Il y a du style dans ce jeu. Il est simplement très mal mis en valeur.

Frey au Pays des Merveilles

L’histoire de Forspoken s’apparente à celle d’un isekai, sous-genre littéraire de la fantasy japonaise dans lequel un individu se retrouve transporté dans un monde parallèle lui étant inconnu. C’est exactement l’histoire de Frey Holland, notre héroïne en devenir, qui alors au fond du trou dans sa ville de New-York, va se trouver emportée sur Athia, suite à sa rencontre avec un bracelet ensorcelé à la langue bien pendue. 

L’aventure de Frey va se construire peu à peu dans une intrigue qui va l’amener malgré elle à affronter les Tantas, des femmes puissantes maîtrisant chacune une magie liée à un élément.

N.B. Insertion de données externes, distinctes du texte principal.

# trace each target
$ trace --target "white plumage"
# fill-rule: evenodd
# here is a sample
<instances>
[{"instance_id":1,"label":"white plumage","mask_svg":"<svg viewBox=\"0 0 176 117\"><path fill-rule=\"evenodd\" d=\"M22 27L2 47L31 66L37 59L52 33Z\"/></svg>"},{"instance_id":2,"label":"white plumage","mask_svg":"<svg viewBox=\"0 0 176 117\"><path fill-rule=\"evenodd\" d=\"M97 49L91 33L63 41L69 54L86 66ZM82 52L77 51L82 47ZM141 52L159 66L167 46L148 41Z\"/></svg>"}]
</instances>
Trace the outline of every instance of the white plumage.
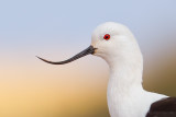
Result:
<instances>
[{"instance_id":1,"label":"white plumage","mask_svg":"<svg viewBox=\"0 0 176 117\"><path fill-rule=\"evenodd\" d=\"M111 117L176 117L175 97L143 89L143 57L135 37L122 24L99 25L92 33L91 46L70 59L53 62L38 58L52 65L64 65L89 54L109 65L107 98Z\"/></svg>"},{"instance_id":2,"label":"white plumage","mask_svg":"<svg viewBox=\"0 0 176 117\"><path fill-rule=\"evenodd\" d=\"M103 39L110 34L109 40ZM151 104L166 97L142 87L143 58L139 45L128 27L108 22L92 34L96 56L103 58L110 69L108 106L111 117L145 117Z\"/></svg>"}]
</instances>

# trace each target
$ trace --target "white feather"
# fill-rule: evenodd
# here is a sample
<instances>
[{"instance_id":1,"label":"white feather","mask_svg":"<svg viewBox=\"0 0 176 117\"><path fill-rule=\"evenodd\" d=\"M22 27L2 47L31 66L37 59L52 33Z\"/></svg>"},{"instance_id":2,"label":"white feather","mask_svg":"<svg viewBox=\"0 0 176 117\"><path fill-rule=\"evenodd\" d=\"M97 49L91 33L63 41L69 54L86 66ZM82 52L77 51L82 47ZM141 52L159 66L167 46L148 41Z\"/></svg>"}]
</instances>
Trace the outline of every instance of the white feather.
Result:
<instances>
[{"instance_id":1,"label":"white feather","mask_svg":"<svg viewBox=\"0 0 176 117\"><path fill-rule=\"evenodd\" d=\"M110 39L103 35L110 34ZM103 58L110 68L108 106L111 117L145 117L151 104L166 97L143 90L143 58L139 45L122 24L108 22L92 33L91 45L96 56Z\"/></svg>"}]
</instances>

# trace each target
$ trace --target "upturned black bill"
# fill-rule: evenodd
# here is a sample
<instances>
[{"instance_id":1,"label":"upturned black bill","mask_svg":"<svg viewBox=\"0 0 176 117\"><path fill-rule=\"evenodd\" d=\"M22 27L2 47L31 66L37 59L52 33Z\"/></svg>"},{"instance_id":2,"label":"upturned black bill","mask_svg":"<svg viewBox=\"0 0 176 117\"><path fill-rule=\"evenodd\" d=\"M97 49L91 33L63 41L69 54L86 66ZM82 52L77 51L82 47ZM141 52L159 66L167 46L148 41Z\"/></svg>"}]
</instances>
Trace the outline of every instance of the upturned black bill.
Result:
<instances>
[{"instance_id":1,"label":"upturned black bill","mask_svg":"<svg viewBox=\"0 0 176 117\"><path fill-rule=\"evenodd\" d=\"M37 56L36 56L36 57L37 57L38 59L47 62L47 63L52 63L52 65L64 65L64 63L68 63L68 62L72 62L72 61L74 61L74 60L77 60L77 59L79 59L79 58L81 58L81 57L84 57L84 56L87 56L87 55L89 55L89 54L94 54L94 52L95 52L95 49L96 49L96 48L94 48L92 46L89 46L87 49L85 49L85 50L82 50L81 52L75 55L74 57L72 57L72 58L69 58L69 59L67 59L67 60L57 61L57 62L48 61L48 60L45 60L45 59L43 59L43 58L41 58L41 57L37 57Z\"/></svg>"}]
</instances>

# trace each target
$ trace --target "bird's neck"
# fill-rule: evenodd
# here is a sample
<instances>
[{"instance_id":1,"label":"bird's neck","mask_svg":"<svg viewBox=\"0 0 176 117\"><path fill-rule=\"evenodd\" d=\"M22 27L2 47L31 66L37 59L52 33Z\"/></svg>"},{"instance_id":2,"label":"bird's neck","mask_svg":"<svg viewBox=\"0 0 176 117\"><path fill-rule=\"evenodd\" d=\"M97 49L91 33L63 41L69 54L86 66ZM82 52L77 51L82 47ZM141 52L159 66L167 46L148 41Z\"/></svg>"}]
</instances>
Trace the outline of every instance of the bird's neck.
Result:
<instances>
[{"instance_id":1,"label":"bird's neck","mask_svg":"<svg viewBox=\"0 0 176 117\"><path fill-rule=\"evenodd\" d=\"M131 58L117 57L114 60L109 60L108 65L110 67L108 106L110 115L116 117L122 114L123 108L125 108L124 112L130 110L132 103L136 103L135 101L141 98L144 93L142 87L142 55L139 52L138 56ZM141 97L138 97L138 95L141 95Z\"/></svg>"}]
</instances>

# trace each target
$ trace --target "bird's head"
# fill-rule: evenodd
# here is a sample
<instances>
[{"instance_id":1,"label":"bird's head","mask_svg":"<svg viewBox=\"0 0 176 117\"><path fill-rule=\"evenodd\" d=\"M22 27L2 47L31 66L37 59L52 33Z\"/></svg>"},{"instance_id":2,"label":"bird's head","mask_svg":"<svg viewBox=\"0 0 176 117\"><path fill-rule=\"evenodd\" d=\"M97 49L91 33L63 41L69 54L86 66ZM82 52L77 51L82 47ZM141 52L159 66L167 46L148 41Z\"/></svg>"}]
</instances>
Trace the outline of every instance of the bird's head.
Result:
<instances>
[{"instance_id":1,"label":"bird's head","mask_svg":"<svg viewBox=\"0 0 176 117\"><path fill-rule=\"evenodd\" d=\"M122 24L107 22L99 25L94 31L91 35L91 46L70 59L53 62L38 58L52 65L64 65L91 54L103 58L109 63L112 63L117 58L125 59L139 51L138 43L128 27Z\"/></svg>"}]
</instances>

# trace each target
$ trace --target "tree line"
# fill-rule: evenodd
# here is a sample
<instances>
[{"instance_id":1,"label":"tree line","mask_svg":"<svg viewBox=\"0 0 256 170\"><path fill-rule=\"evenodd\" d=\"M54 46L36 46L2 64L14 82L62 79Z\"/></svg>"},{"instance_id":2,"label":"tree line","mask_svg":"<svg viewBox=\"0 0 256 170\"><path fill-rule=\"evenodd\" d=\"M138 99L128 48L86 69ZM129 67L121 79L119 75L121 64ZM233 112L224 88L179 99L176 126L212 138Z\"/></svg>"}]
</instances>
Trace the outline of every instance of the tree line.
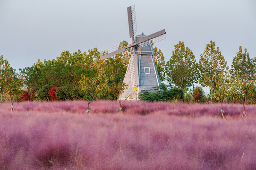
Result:
<instances>
[{"instance_id":1,"label":"tree line","mask_svg":"<svg viewBox=\"0 0 256 170\"><path fill-rule=\"evenodd\" d=\"M120 45L127 45L127 42ZM193 51L179 42L174 46L170 59L165 62L161 50L154 48L154 59L160 80L165 81L160 91L144 91L138 98L147 101L173 100L205 101L201 87L189 88L195 83L207 86L210 92L207 100L222 103L255 103L256 58L250 58L246 49L240 46L230 68L221 51L211 41L198 62ZM97 48L88 52L80 50L61 52L56 59L41 61L19 69L10 66L1 56L0 91L1 101L64 101L85 100L89 104L94 100L117 100L126 88L123 80L128 65L129 50L108 60L100 60Z\"/></svg>"}]
</instances>

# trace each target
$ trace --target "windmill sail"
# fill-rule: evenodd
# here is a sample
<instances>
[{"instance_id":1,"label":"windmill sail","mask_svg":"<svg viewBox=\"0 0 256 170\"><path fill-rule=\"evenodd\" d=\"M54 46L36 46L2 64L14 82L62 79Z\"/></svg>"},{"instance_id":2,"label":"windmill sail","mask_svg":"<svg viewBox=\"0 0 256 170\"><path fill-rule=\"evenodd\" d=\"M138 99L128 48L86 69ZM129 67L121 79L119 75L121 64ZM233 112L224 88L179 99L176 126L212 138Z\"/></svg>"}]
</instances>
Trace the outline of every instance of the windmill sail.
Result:
<instances>
[{"instance_id":1,"label":"windmill sail","mask_svg":"<svg viewBox=\"0 0 256 170\"><path fill-rule=\"evenodd\" d=\"M101 53L101 60L104 60L124 52L131 48L131 57L123 82L128 85L120 95L125 99L128 95L137 99L137 95L142 90L151 90L158 86L161 82L153 57L154 50L152 45L166 38L164 29L146 36L143 33L135 36L137 32L135 8L132 5L127 8L130 37L132 43L127 46L117 45ZM134 88L134 87L136 88Z\"/></svg>"},{"instance_id":2,"label":"windmill sail","mask_svg":"<svg viewBox=\"0 0 256 170\"><path fill-rule=\"evenodd\" d=\"M115 55L124 52L125 49L140 45L142 47L152 44L166 38L166 32L165 29L146 36L139 39L139 41L132 44L127 46L116 45L108 50L103 51L101 53L101 60L102 60Z\"/></svg>"},{"instance_id":3,"label":"windmill sail","mask_svg":"<svg viewBox=\"0 0 256 170\"><path fill-rule=\"evenodd\" d=\"M128 14L128 23L129 24L129 32L130 38L133 38L137 33L137 25L136 23L136 16L135 15L135 6L134 5L127 8Z\"/></svg>"}]
</instances>

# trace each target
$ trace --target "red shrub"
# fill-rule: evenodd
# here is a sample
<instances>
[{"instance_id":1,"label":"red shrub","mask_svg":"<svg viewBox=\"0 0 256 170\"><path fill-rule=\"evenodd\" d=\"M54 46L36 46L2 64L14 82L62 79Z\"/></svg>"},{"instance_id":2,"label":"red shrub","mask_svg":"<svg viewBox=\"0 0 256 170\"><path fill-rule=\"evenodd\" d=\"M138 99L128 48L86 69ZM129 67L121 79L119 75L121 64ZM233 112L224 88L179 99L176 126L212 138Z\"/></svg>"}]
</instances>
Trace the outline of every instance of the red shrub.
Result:
<instances>
[{"instance_id":1,"label":"red shrub","mask_svg":"<svg viewBox=\"0 0 256 170\"><path fill-rule=\"evenodd\" d=\"M23 90L19 99L20 99L20 100L22 102L30 101L30 95L29 94L28 92Z\"/></svg>"},{"instance_id":2,"label":"red shrub","mask_svg":"<svg viewBox=\"0 0 256 170\"><path fill-rule=\"evenodd\" d=\"M48 91L48 94L50 95L50 99L52 101L56 100L56 88L52 87Z\"/></svg>"}]
</instances>

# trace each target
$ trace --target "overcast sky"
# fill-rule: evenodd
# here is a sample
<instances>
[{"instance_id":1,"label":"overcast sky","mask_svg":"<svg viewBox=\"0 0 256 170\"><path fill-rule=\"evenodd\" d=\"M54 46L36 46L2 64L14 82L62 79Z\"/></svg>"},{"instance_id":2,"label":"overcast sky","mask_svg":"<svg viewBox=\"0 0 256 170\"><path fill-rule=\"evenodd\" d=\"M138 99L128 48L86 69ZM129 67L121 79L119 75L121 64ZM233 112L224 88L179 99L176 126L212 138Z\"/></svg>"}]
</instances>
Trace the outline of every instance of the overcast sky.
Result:
<instances>
[{"instance_id":1,"label":"overcast sky","mask_svg":"<svg viewBox=\"0 0 256 170\"><path fill-rule=\"evenodd\" d=\"M240 45L256 56L255 0L0 0L0 55L17 70L64 51L131 43L127 8L134 4L137 34L165 29L155 45L166 61L179 41L197 61L211 40L229 65Z\"/></svg>"}]
</instances>

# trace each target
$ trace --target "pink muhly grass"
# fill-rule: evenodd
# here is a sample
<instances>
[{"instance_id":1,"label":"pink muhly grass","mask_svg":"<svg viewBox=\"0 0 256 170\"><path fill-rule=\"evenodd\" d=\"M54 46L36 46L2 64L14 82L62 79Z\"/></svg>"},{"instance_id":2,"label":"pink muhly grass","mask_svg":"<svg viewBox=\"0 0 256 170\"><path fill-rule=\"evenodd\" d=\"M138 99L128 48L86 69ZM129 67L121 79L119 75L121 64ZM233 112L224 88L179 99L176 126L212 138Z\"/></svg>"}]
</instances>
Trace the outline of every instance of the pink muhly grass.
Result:
<instances>
[{"instance_id":1,"label":"pink muhly grass","mask_svg":"<svg viewBox=\"0 0 256 170\"><path fill-rule=\"evenodd\" d=\"M86 103L1 104L0 169L256 169L255 106L224 105L226 121L215 104Z\"/></svg>"}]
</instances>

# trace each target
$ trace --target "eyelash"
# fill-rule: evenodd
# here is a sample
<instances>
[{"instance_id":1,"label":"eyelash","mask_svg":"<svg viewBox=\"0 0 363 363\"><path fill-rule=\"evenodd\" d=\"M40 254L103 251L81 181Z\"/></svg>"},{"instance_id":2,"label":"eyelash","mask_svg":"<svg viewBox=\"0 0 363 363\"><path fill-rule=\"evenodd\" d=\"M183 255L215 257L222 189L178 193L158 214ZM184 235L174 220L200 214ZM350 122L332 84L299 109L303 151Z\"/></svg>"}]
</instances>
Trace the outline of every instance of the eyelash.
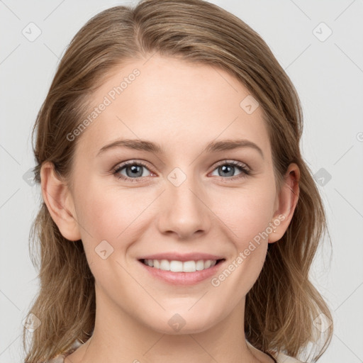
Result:
<instances>
[{"instance_id":1,"label":"eyelash","mask_svg":"<svg viewBox=\"0 0 363 363\"><path fill-rule=\"evenodd\" d=\"M113 169L113 174L118 178L118 179L123 179L125 181L130 181L131 182L141 182L142 179L145 177L138 177L137 178L130 178L129 177L125 177L124 175L121 175L119 174L119 172L124 169L125 167L130 166L130 165L137 165L140 167L144 167L146 169L148 169L147 165L146 164L143 163L143 162L135 162L133 160L130 160L128 162L125 162L123 164L121 164L121 165L117 165L115 168ZM233 165L234 167L238 167L240 171L242 172L241 174L238 175L235 175L234 177L228 177L227 178L223 178L222 177L219 177L222 179L222 181L223 182L228 182L231 180L235 180L241 178L245 178L247 176L251 174L251 170L250 168L245 164L240 162L238 162L235 160L232 161L228 161L228 160L223 160L220 162L218 162L216 167L213 169L213 171L214 171L216 169L217 169L219 167L223 166L223 165ZM227 179L227 180L223 180Z\"/></svg>"}]
</instances>

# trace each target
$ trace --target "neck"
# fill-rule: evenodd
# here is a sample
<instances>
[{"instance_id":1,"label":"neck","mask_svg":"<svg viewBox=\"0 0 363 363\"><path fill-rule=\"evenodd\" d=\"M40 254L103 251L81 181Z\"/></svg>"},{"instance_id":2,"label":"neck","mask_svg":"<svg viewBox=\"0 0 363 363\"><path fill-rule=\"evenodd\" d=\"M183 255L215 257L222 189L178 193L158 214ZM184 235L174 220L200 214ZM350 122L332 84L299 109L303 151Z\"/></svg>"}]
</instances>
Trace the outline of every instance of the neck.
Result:
<instances>
[{"instance_id":1,"label":"neck","mask_svg":"<svg viewBox=\"0 0 363 363\"><path fill-rule=\"evenodd\" d=\"M96 294L96 296L99 298L96 298L92 337L79 347L78 353L76 351L71 354L74 354L74 357L69 356L69 362L72 363L119 362L121 360L133 363L262 362L259 360L261 355L250 350L245 341L245 299L229 315L208 329L184 333L182 331L185 330L182 329L180 333L170 334L156 332L141 323L104 295ZM264 362L272 362L269 359Z\"/></svg>"}]
</instances>

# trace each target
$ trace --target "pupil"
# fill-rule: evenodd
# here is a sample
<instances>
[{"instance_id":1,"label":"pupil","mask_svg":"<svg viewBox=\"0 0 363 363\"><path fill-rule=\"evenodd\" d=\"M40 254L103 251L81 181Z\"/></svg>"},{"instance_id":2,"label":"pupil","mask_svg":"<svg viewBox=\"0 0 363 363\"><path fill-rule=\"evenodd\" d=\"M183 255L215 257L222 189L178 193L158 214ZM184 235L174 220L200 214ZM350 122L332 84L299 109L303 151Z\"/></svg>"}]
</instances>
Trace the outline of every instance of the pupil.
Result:
<instances>
[{"instance_id":1,"label":"pupil","mask_svg":"<svg viewBox=\"0 0 363 363\"><path fill-rule=\"evenodd\" d=\"M229 172L229 175L228 176L231 177L231 176L233 175L234 167L230 166L230 165L223 165L222 167L222 169L223 169L223 172L227 172L227 174L228 174L228 171L226 172L226 169L228 169L228 168L230 169L230 172Z\"/></svg>"},{"instance_id":2,"label":"pupil","mask_svg":"<svg viewBox=\"0 0 363 363\"><path fill-rule=\"evenodd\" d=\"M141 174L143 174L142 172L140 173L140 170L141 169L141 167L140 165L133 165L131 167L129 167L130 169L131 169L131 173L132 173L132 176L133 177L141 177ZM127 170L127 169L126 169ZM138 174L138 173L140 174L140 175ZM128 173L127 173L128 174ZM137 175L138 174L138 175ZM128 177L129 177L130 175L128 175Z\"/></svg>"}]
</instances>

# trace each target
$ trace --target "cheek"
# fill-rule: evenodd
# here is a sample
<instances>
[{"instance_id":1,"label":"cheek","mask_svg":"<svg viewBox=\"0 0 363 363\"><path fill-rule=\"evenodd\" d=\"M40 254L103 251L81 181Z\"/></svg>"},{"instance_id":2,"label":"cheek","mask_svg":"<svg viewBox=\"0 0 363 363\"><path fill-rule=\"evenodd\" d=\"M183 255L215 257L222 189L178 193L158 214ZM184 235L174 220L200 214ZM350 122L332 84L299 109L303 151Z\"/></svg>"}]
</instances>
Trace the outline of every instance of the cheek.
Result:
<instances>
[{"instance_id":1,"label":"cheek","mask_svg":"<svg viewBox=\"0 0 363 363\"><path fill-rule=\"evenodd\" d=\"M226 233L240 250L264 231L272 221L274 191L266 185L245 189L231 189L215 204L216 214L226 226ZM262 237L260 237L262 240Z\"/></svg>"}]
</instances>

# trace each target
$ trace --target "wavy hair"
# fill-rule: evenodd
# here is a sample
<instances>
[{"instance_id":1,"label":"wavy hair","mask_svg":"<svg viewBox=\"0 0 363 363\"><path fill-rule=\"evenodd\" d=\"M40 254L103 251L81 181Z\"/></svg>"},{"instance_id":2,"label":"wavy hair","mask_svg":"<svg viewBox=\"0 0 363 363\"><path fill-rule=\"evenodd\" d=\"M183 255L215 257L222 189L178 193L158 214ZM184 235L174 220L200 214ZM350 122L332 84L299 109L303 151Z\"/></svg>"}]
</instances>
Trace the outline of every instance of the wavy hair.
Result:
<instances>
[{"instance_id":1,"label":"wavy hair","mask_svg":"<svg viewBox=\"0 0 363 363\"><path fill-rule=\"evenodd\" d=\"M40 172L46 162L69 180L76 142L67 135L86 117L89 96L116 65L155 52L223 69L249 90L264 111L277 190L289 164L298 166L298 201L284 236L269 244L262 272L247 293L245 330L252 345L275 357L284 352L298 359L310 343L321 341L315 362L333 335L333 324L324 332L315 326L321 314L333 318L309 279L314 255L328 231L324 206L300 152L303 114L297 92L266 43L237 16L203 0L143 0L91 18L68 45L38 113L32 133L36 183L41 183ZM23 347L25 361L38 362L90 337L95 281L82 241L62 235L44 201L29 240L40 285L27 318L41 324L32 333L28 348L24 327Z\"/></svg>"}]
</instances>

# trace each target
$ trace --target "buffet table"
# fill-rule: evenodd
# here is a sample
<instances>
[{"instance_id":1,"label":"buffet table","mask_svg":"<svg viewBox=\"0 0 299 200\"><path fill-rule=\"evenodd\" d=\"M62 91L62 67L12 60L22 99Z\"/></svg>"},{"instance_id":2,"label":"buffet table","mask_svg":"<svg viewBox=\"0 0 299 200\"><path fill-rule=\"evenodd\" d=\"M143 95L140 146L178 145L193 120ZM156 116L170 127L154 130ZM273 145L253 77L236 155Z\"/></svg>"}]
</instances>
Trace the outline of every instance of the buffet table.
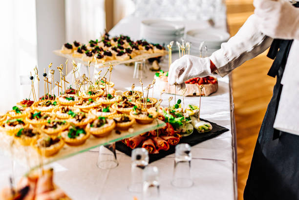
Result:
<instances>
[{"instance_id":1,"label":"buffet table","mask_svg":"<svg viewBox=\"0 0 299 200\"><path fill-rule=\"evenodd\" d=\"M128 35L132 38L139 38L139 24L141 19L128 17L122 20L110 32L111 35ZM190 22L186 30L209 26L204 22ZM219 25L220 24L220 25ZM226 21L218 22L218 28L226 30ZM172 54L172 59L177 53ZM162 69L167 70L167 58L162 62ZM112 81L116 89L126 90L132 83L140 89L138 79L132 78L133 66L120 65L114 67ZM153 80L154 72L148 71L147 78L143 79L145 86ZM227 200L236 199L236 158L233 104L229 76L217 77L218 91L208 97L202 98L201 117L230 130L220 135L192 147L192 176L194 185L189 188L180 189L171 184L173 169L174 155L171 155L151 163L160 172L161 199L163 200ZM117 88L117 87L119 88ZM154 97L160 98L158 89L154 89ZM150 96L151 95L150 91ZM162 96L162 106L168 104L170 94ZM181 98L177 96L176 99ZM185 98L186 104L198 105L198 97ZM99 169L96 165L98 148L50 164L54 168L55 183L73 200L130 200L134 197L141 200L140 194L129 192L127 186L130 176L130 157L117 152L119 165L112 169ZM9 184L8 176L11 174L11 161L0 156L0 188ZM26 168L15 164L17 180L23 174Z\"/></svg>"}]
</instances>

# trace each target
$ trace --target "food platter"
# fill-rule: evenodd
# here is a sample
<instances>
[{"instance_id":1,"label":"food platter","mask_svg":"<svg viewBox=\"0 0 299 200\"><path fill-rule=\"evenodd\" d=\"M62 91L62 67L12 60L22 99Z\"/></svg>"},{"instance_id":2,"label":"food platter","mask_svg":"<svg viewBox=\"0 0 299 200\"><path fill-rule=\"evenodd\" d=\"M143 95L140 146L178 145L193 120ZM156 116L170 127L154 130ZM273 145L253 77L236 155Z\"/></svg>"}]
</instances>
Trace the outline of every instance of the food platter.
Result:
<instances>
[{"instance_id":1,"label":"food platter","mask_svg":"<svg viewBox=\"0 0 299 200\"><path fill-rule=\"evenodd\" d=\"M164 122L157 119L149 124L140 125L135 123L132 127L132 129L122 131L120 134L118 134L115 130L113 130L110 134L105 137L98 138L90 136L82 145L71 146L65 144L57 154L49 157L42 156L31 146L22 146L18 141L14 141L13 145L12 145L13 137L4 133L0 133L0 151L21 164L29 165L34 168L38 167L41 164L41 160L43 164L48 164L88 151L101 145L108 144L127 137L159 129L165 125L166 124ZM28 158L30 159L27 159Z\"/></svg>"},{"instance_id":2,"label":"food platter","mask_svg":"<svg viewBox=\"0 0 299 200\"><path fill-rule=\"evenodd\" d=\"M84 61L82 59L78 58L74 58L72 56L71 54L64 54L60 52L60 50L56 50L53 51L55 55L57 55L59 56L63 57L69 60L74 60L76 63L80 63L84 65L87 66L88 62ZM138 55L132 58L131 59L126 60L124 61L120 61L117 60L111 60L107 61L107 63L111 63L113 66L116 66L118 65L121 64L125 64L126 63L133 63L135 62L140 61L143 60L148 59L149 58L155 58L160 56L163 56L165 55L168 54L168 52L167 51L165 51L163 53L143 53L141 55ZM102 63L98 63L97 65L95 65L95 62L92 62L90 63L90 66L94 66L97 67L104 67L105 66L104 66Z\"/></svg>"}]
</instances>

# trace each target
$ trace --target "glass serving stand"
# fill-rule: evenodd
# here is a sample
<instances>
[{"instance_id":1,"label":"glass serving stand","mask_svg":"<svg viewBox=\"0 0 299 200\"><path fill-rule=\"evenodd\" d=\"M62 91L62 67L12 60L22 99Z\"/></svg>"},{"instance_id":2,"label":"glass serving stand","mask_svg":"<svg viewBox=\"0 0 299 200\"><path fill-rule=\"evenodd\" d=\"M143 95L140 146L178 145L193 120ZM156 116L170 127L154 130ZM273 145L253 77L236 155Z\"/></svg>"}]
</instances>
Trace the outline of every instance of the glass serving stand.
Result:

Les Tantas dans le monde matriarcal d’Athia sont idéalement vues comme ses leaders et des personnalités vénérées. Cependant, depuis quelque temps, ces dernières ont visiblement perdu la tête, libérant par la même occasion la Brume, une espèce de brouillard responsable de la mort lente de leur monde. 

Or, Frey peut désormais utiliser de la magie liée à l’élément de la terre. Elle est aussi insensible à la Brume qui ne la tue, ni ne la transforme. La voilà donc toute désignée pour sauver ce monde, quand bien même il s’agirait là d’une responsabilité trop grande pour ses épaules. 

L’intrigue en soi de Forspoken n’est pas mauvaise. Elle se suit avec aisance. Il lui manque seulement de la substance. Bien que Frey puisse paraître caricaturale à sortir des “fuck” à longueur de phrases, elle arrive parfois à démontrer une facette plus complexe de sa personnalité. Malheureusement, le scénario ne prend jamais vraiment le temps d’explorer les aspects les plus intéressants de sa mythologie, perdant plutôt son temps avec des personnages secondaires manquants cruellement d’épaisseur. Les Tantas, pourtant présentées comme un élément important de l’histoire, sont souvent expédiées dans leur traitement par une narration qui semble vouloir se dépêcher d’en finir plutôt que de prendre son temps pour développer et enrichir son propos. 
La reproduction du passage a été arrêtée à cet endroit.